Fahrlehrer Andy Zacher vom Verkehrsbildungsinstitut (VBI) erzählt, dass normal sehende Fahrschüler beim ersten Versuch Auto zu fahren den Motor meistens abwürgen. Sehbehinderten und Blinden würde das nicht passieren: „Die haben einfach ein anderes Feingefühl.“ Um den blinden oder sehbehinderten Fahrer die Richtung angeben zu können, nutzen die Fahrlehrer das Prinzip der Uhr. „Die meisten kennen ein Ziffernblatt und wissen, wohin sie lenken müssen, wenn ich sage: Fahr jetzt Richtung zehn Uhr“, erklärt Andy Zacher. Neu bei dieser Veranstaltung war, dass die Gäste auch einen LKW lenken durften. Und das wollten Petra Rupp und Anja Vogler unbedingt einmal ausprobieren.

"Leb' dein Leben jeden Augenblick"

Petra Rupp war mit ihrem Ehemann Josef gekommen. Sie ist sehbehindert und seit zehn Jahren nicht mehr Auto gefahren – und LKW noch nie. Josef Rupp freut sich für seine Frau, die seit ihrem Unfall nur noch zehn Prozent Sehkraft hat. „Wir standen damals mitten im Leben. Die Kinder waren aus dem Haus und wir wollten unser Leben genießen“, erzählt Rupp. Das Leben hatte sich für das Ehepaar komplett geändert: Radtouren macht er nur noch alleine und es bleibt mehr Hausarbeit an ihm hängen. „Ich kann nur raten: Leb‘ dein Leben jeden Augenblick, denn es kann ganz schnell etwas passieren“, empfiehlt Josef Rupp.

Anja Vogler dagegen hatte als Kind von acht Jahren eine Makuladegeneration und sieht noch weniger als Petra Rupp. Sie fand das als Kind gar nicht so schlimm, denn plötzlich kümmerten sich alle um sie. „In der Mitte sehe ich gar nichts. Außen ist es wie mit einer falschen Brille. Und Farben kann ich auch nicht sehen“, versucht sie ihre Sehfähigkeiten zu beschreiben. Und dann geht es los.
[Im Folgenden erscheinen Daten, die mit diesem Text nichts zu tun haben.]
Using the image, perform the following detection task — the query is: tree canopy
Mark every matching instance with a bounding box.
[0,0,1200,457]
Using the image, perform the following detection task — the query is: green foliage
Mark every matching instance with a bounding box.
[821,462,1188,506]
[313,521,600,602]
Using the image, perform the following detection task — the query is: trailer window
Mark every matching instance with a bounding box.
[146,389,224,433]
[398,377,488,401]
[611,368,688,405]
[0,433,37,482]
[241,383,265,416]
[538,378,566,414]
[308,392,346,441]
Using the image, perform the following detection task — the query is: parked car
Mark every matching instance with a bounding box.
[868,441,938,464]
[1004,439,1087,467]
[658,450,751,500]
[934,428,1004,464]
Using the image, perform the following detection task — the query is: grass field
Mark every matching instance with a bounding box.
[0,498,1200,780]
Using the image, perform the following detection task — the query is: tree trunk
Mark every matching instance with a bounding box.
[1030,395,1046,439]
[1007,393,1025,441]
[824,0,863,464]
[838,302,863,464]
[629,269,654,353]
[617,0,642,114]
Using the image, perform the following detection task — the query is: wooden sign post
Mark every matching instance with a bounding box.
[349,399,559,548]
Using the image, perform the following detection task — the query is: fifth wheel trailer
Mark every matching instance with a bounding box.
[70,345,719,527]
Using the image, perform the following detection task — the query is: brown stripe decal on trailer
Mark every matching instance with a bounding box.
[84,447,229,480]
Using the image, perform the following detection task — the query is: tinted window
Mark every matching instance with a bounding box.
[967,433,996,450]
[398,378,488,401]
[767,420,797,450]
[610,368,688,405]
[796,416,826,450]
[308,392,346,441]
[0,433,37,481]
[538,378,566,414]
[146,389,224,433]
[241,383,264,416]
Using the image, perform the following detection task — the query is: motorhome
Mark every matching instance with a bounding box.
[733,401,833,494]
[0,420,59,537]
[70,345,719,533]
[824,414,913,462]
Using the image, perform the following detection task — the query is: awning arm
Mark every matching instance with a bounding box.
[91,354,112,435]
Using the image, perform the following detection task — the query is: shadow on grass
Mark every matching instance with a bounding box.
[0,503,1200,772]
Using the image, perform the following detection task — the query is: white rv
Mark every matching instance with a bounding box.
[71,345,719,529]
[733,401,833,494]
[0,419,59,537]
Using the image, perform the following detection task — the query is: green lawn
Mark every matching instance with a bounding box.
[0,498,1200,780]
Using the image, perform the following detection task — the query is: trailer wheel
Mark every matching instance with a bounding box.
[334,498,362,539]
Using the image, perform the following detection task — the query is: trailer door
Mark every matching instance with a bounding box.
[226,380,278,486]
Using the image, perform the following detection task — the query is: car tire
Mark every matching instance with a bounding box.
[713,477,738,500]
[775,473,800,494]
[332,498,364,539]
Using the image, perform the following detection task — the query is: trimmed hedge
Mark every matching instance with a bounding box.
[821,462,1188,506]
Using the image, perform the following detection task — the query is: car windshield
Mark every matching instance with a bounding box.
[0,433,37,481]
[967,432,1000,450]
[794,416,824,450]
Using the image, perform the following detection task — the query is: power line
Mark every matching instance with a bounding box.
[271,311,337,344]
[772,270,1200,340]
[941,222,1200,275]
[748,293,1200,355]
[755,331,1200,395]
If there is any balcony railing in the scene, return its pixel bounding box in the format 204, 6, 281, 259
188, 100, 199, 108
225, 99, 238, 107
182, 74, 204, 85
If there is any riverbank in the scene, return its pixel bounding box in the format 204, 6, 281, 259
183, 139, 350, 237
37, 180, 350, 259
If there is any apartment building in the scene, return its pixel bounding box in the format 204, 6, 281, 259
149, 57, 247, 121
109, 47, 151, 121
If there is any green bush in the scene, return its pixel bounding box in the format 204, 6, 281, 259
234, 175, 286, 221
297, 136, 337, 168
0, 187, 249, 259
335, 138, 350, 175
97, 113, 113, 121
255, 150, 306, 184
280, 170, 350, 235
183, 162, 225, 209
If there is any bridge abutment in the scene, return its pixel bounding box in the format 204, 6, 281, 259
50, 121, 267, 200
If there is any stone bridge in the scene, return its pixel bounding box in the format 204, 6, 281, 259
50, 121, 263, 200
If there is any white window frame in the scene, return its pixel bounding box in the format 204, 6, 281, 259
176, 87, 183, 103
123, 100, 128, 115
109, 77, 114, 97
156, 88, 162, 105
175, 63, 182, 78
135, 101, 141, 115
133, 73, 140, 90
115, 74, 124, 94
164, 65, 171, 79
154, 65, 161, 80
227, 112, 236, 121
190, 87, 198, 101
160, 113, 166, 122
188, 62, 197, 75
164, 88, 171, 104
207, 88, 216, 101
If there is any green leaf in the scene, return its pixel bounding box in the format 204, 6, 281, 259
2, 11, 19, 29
Die beiden werden von Andy Zacher eingewiesen und geben im LKW kräftig Gas. Jeder Besucher darf 15 Minuten fahren, dann wird gewechselt. Nach ihrer Fahrt sind die beiden aufgedreht und erzählen, wie super die Fahrt war.

Ilona Schreml vom BBSV, die selbst sehbehindert ist, hatte die Veranstaltung für Blinde aus dem westlichen Oberfranken organisiert. Tatkräftige Unterstützung bekam sie von Josef Metzner, Kreisvorsitzender im Landesverband Bayerischer Fahrlehrer. Der hatte nicht nur Bierzeltgarnituren organisiert und aufgebaut, sondern lotste im Auto auch blinde Fahrer durch das Gelände. Einer seiner Fahrer war Wolfgang Kurzer, der für Autofahrer Tipps hat, wie diese mit Menschen mit Blindenstock umgehen sollen: Langsamer fahren und aufmerksamer sein. Wenn ein Blinder eine Straße überqueren will, dann anhalten und aus dem Auto rufen, dass er gehen kann. Oder gar aussteigen und über die Straße helfen. „Problem haben wir mit E-Autos, die wir nicht hören“, erklärt Kurzer.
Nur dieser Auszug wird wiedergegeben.